Consider using Mylar Bags and Food-grade pales together as Mylar is a better oxygen barrier but is more prone to damage. The food-grade bucket will protect the bag and make for stackable storage.

5 Types of Lentil

Lentils are one variety of pulse or edible seeds in the legume family that grows in a pod. Other Pulses you may want to consider for long-term storage are dry beans, dry peas, chickpeas, cowpeas, or pigeon peas. Following are 5 types of lentils to consider for long-term food storage.

#1 Brown

These are the lentils you are most likely to find at the grocery store. These are what I store because they are the most flexible and best option for long-term storage.

#2 Green

Similar to brown lentils but with a peppery flavor. Often used as a substitute for expensive Puy Lentils.

#3 Red And Yellow

Usually sold split, these lentils cook down into a liquid and are good as a thickening agent for soups and stews. It might be a good idea to store a small portion of these, but I wouldn’t use them as a staple.

#4 Black

Expensive, but they provide the most protein of any lentil. Too expensive for bulk storage.

#5 PUY

Grown in Volcanic soil in France.
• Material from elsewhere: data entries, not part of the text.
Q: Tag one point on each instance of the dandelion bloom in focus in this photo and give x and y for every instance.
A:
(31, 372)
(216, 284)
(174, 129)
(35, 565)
A specialty lentil that is too expensive for bulk storage.

11 Reasons Lentils Are Built For Long-term Storage

#1 Long Shelf Life

Store these little gems in a cool, dry environment, in an Oxygen-free container, or your kids will eat them. You can, for sure, get 30 years of shelf life, maybe longer. Lentils are superfoods with decades of storage life and high nutritional value.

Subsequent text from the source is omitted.